Unemployment may trigger heart attacks, study suggests

A man waits to see a prospective employer at a job fair Aug. 2, 2012, in New York City. Getty Images

Could unemployment woes be contributing to added heart risks for some Americans?

A new study from Duke University researchers finds older American workers who lost a job may be about 20 percent more likely to suffer a heart attack, a percentage that climbs as job losses mount.

The overall heart attack risk however remains small, but for some of those in the study who already were at risk because of an unhealthy habits, it may be enough to cause a heart attack .

"Any significant additional risk is important," said Dr. Matthew Dupre, an assistant professor of medicine at Duke University School of Medicine in Durham, N.C. and lead author of the study.

For the study, researchers analyzed data on more than 13,000 U.S. men and women who were between 51 and 75 and were part of an ongoing health and retirement survey partly sponsored by the National Institute on Aging.

Participants were interviewed every two years from 1992 through 2010, and were asked about their job history, employment status and recent heart attacks. People who'd had heart attacks before the study began were excluded and retirement was not considered unemployment.

The researchers found almost 70 percent of participants experienced at least one job loss, or period of unemployment after working at a job, and at least 10 percent had four or more job losses before and/or during the study period.

They then identified 1,061 heart attacks among study participants. An analysis revealed that those with at least one job loss were 22 percent more likely to have a heart attack than those who never lost a job, while those with at least four job losses were 60 percent more likely to suffer a heart attack than those who were employed throughout the study. Risk was similar for men and women.

The risk increase from losing multiple jobs were not huge, and were comparable to those caused by smoking, high blood pressure and other conditions that are bad for the heart, according to the researchers.

However many participants already faced increased risks for a heart attack because of other factors like obesity, high blood pressure or lack of exercise.

The new analysis also had several limitations. The data show periods of unemployment but doesn't indicate whether people were fired, laid off, out of work while switching jobs, or had voluntarily left a job. The researchers considered all of these situations "job losses," but it's likely the greatest risks for heart attacks were from being fired or laid off, said Dupre.

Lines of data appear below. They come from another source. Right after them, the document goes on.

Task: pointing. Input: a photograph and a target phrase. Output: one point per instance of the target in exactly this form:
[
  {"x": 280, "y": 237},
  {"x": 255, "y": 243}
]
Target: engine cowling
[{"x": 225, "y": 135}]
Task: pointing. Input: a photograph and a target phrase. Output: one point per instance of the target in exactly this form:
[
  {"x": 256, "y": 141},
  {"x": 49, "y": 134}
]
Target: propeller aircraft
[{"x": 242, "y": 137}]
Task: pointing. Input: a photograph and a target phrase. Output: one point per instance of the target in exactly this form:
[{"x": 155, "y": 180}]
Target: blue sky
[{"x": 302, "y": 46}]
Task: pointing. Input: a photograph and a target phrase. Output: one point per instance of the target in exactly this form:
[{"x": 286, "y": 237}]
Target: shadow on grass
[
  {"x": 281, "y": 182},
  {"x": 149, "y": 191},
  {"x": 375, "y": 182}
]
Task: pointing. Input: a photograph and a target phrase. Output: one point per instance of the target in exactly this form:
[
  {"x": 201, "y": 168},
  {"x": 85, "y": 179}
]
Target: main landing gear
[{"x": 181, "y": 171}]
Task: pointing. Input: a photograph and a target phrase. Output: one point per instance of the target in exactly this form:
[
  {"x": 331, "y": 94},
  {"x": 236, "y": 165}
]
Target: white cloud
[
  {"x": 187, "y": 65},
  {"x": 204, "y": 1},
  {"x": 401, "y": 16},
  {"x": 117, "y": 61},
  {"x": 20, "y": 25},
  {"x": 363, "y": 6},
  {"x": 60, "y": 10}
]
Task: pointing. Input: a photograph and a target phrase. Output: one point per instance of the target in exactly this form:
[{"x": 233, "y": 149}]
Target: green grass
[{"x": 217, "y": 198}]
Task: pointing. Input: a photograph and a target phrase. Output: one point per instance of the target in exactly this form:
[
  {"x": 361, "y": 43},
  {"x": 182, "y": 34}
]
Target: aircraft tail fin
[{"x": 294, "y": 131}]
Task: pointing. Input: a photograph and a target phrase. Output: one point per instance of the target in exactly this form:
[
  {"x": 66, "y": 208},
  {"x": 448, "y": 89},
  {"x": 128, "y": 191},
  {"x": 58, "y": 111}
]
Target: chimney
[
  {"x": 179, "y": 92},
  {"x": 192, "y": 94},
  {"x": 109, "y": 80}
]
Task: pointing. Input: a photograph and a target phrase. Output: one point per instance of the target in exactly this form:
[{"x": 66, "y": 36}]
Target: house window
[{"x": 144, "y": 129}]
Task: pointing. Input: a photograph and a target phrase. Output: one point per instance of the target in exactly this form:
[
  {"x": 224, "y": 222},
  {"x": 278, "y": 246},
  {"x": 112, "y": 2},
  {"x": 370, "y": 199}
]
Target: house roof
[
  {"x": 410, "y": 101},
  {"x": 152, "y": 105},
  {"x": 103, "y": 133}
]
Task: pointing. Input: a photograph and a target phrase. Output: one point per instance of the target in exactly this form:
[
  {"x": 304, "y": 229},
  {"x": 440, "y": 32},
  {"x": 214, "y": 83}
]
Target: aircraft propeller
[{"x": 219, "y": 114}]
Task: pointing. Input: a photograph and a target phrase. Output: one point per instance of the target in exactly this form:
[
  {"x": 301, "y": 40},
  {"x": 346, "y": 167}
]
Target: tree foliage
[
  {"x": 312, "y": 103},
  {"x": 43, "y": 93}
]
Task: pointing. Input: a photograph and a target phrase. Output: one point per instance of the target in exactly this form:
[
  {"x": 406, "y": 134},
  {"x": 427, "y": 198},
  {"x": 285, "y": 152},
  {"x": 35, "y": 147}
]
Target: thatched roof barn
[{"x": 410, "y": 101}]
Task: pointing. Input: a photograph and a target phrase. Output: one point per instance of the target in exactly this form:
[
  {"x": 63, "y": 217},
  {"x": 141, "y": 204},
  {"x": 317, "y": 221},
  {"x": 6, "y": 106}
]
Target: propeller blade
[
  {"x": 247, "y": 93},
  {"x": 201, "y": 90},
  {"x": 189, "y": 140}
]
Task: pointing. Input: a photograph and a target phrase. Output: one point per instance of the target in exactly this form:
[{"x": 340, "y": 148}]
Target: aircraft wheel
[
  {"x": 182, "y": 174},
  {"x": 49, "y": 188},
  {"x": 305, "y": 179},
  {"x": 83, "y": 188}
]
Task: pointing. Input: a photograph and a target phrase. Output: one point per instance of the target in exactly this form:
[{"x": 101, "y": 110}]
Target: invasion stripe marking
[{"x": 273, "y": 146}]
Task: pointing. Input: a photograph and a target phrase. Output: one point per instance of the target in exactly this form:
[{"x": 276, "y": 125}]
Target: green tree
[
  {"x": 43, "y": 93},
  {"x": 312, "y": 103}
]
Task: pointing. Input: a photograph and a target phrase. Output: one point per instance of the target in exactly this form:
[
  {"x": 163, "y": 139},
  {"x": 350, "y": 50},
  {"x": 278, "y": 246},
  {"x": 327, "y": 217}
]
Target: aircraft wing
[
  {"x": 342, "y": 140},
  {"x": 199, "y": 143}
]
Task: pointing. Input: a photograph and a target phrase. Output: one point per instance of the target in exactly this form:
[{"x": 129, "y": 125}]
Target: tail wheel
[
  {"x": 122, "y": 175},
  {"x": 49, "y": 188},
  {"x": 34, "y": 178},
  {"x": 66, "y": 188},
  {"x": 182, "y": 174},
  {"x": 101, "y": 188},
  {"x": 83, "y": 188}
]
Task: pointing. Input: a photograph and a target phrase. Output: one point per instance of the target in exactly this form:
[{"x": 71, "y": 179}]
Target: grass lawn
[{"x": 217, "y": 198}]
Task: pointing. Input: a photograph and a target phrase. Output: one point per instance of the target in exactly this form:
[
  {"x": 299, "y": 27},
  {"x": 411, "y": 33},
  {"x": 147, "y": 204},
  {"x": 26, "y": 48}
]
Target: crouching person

Sarah Burgard, a University of Michigan researcher who has studied the relationship between job loss and health but was not involved in the study, called the research solid but said it would be important to know the reason for the unemployment.

"There probably are differences in consequences of job loss when it's voluntary or more or less expected" and when it comes as a sudden shock, said Burgard.

The study appears in the Nov. 19 issue of Archives of Internal Medicine. An editorial in the journal says the study adds to decades of research linking job loss with health effects and that research should now turn to examining how and why that happens.

A 2009 Harvard School of Public Health study found people who lost a job through no fault of their own were more likely to develop diabetes, high blood pressure or heart disease over the next year and a half than those who didn't, the New York Times reported.

Theories for the link include that the stress of losing a job may trigger a heart attack in people with clogged arteries or heart disease; and that the unemployed lose health insurance and access to medical care that can help keep them healthy, Burgard said.

Having a job may not always benefit health either. This past July, a study in PLoS One found women with high-stress jobs were almost 70 percent more likely to have a heart attack than those with lower-strain jobs.

Recent research in the British Medical Journal also found that shift-work employees who work overnights or have an irregular work schedule were about 23 percent more likely to have a heart attack and 5 percent more likely to suffer a stroke than those who worked normal hours.